Catenaccio – Italian

The Italian style of play, catenaccio (“kate’natto”) is actually an Italian word meaning “door-bolt”. Originally this system came from an Austrian coach named Karl Rappen way back in the 1930’s but was adopted by the great Italian coach Nereo Rocco in the 1950’s. He used this style to great success with teams Triestina and AC Milan. Many people confuse Catenaccio with a “parking the bus” strategy. However, this couldn’t be further from the truth. The entire system relies on a great “sweeper” located behind a strong defensive backline. If a team has creativity and a “sweeper” that can produce devastating counter attacks, this style of play is very difficult to defeat. It is still greatly utilized by the Italian National team today.

Gegenpressing – German

A German style of play called gegenpressing has gained recent popularity with the success of German coach Jürgen Klopp at Liverpool. The word gegenpressing comes from the term “counter-pressing”, however this style of play is not what you think. You would assume it has everything to do with “counter-attacking” This is not the case. The key to gegenpressing is the relentless desire to win the ball back after you lose possession, instead of backing off. Your team must be in peak physical condition in order to play this style of football. It’s kind of like a tactical “blizkrieg” approach but only initiated after you lose the ball.

Tiki-Taka – Spanish

You could say the Spanish style of play, tiki-taka is in fact a relatively new philosophy. It original began to take form at Barcelona FC in the 80′ and 90’s, was adopted by the Spanish National team in 2006 and ultimately perfected by Pep Guardiola. Tiki-taki involves quick one-two passes with a heavy focus on midfield players that keep possession of the ball at all costs. Unless you live under a rock you’ve probably heard of Leonel Messi. Players like Leo thrive under this style because of their incredible ability to pass the ball. It’s essentially like playing “keep away” until you see a perfect moment to score a goal.

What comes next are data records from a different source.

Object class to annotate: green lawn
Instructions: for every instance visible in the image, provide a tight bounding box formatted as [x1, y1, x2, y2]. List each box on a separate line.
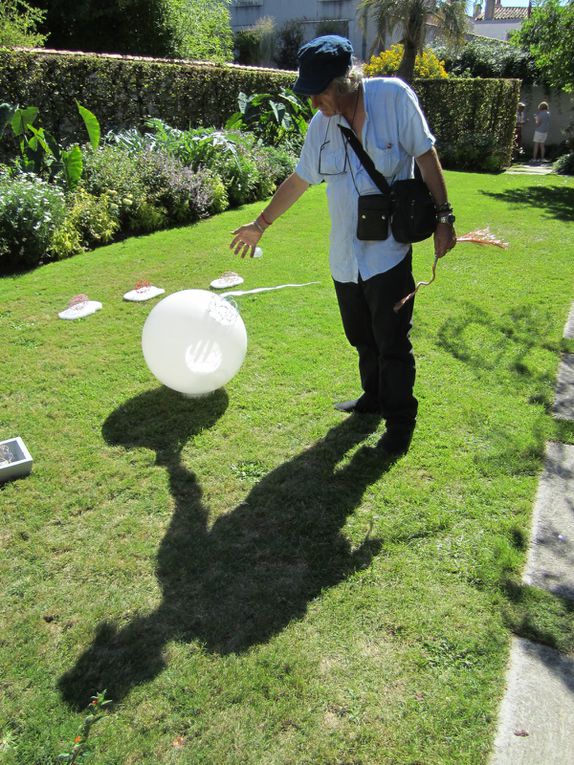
[1, 171, 574, 765]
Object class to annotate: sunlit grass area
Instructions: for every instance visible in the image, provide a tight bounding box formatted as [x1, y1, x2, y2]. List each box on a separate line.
[1, 171, 574, 764]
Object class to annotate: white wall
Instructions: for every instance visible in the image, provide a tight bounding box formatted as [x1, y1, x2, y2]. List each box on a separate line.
[519, 84, 574, 150]
[231, 0, 375, 61]
[471, 20, 521, 40]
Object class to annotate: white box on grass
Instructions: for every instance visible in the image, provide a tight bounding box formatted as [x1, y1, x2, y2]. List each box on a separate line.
[0, 437, 33, 482]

Picture of the the greatest player of all time, Leo Messi.
The GOAT Leo Messi

Zona Mista – Italian

It would not be controversial to say that the Italian style of play catenaccio gave birth to a more modern version in a tactic called zona mista. This style of play relies on two major aspects. First, the defense is zone marking, not man to man like catenaccio. Second, the sweeper, attacking full-back and winger all play essential roles in a more aggressive style of offense and counter attacking. Where as in catenaccio a sweeper may create plays from only the back and rarely the front line. The most successful modern Italian teams have adopted the zona mista philosophy.

English Football: Relentless Attacking

It’s fair to say the English style of play is extremely physical and relies on hard work by relentlessly attacking opponents. Teams must be technically sound and limit defensive mistakes in order to create opportunities for as many shots on goal as possible. You’ll often see English teams shoot from distance, score from set pieces and play high lobs across the box. Anything to score a goal. Everything but the “kitchen sink” some would say. There may not be a name for this philosophy but some say it should be called “the way of the warrior”. That name is quite fitting.